No matter what, unique names for products, not active agents, will be required, whether they are used in filling of prescriptions or not. Some have proposed that nonproprietary names (USANs and INNs) be modified to construct unique names for products and/or active agents. For example, names could be constructed by appending the trade or company name with a USAN, INN or other name to make it unique. Another option that has been suggested would be to use generic or descriptive names and add unique designations, perhaps, based on order of approval, e.g., human insulin 1, 2, 3. Some presume that generic or other descriptive names, when associated with companies, trade names and, perhaps, other information, e.g., regulatory approvals or indications, are sufficient to uniquely and unambiguously identify biopharmaceutical products. Such linking of multiple descriptors increases the precision in identifying and naming a biopharmaceutical, and could be both functionally descriptive and unique. However, such names will likely look and sound too much alike, making them prone to being mistaken for each other, and ill-suited for medical and prescription uses. Inclusion of company and/or brand names to construct unique names simply may not be acceptable, e.g., officially adopted names may look too much like advertising, and companies might game the system to increase their brand and company name exposure. Or, the health care system could be forced to use unique, meaningless identifiers, e.g., National Drug Code (NDC) or other registry numbers or codes. But pronounceable names are needed, not numbers.

No matter what type of names are assigned to biogenerics, there will be problems. To date, the few similar biophamaceuticals approved by FDA as follow-on proteins (generic drugs) through abbreviated filings have followed the established generic drug-like path of using nonproprietary drug names (USANs and internally-used CBER/FDA proper names for biologics) for both the innovator and follow-on product; and all biologics applications have involved full, not abbreviated filings, with none designated as officially therapeutically equivalent.
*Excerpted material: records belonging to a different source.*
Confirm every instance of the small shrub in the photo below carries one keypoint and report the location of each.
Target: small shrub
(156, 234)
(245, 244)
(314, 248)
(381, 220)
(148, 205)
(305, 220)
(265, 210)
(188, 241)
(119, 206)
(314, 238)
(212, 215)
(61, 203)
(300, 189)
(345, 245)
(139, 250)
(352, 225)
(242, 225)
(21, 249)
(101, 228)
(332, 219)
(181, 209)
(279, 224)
The EU has not yet issued official names for the few biosimilars (each a recombinant somatropin product) it has approved, nor granted any biosimilars therapeutic equivalence. But, this situation will change sooner or later. FDA appears likely to avoid the difficult and contentious issue of unique vs. generic names for biogenerics, much as it has for years and continues to avoid even releasing proposed guidelines for submission of applications for even the simplest products regulated as drugs, much less more complex products regulated as biologics. This follows the pattern of FDA avodining and going out of its way to not be or be perceived as a source for pharmaceutical product information. Ultimately, there may be different degrees or types of biogenerics and therapeutic equivalence/substitutability, along with various caveats and warnings. Should and how would different classes of biogenerics and complex issues of equivalence/substitution be reflected (or not) in the names to be used?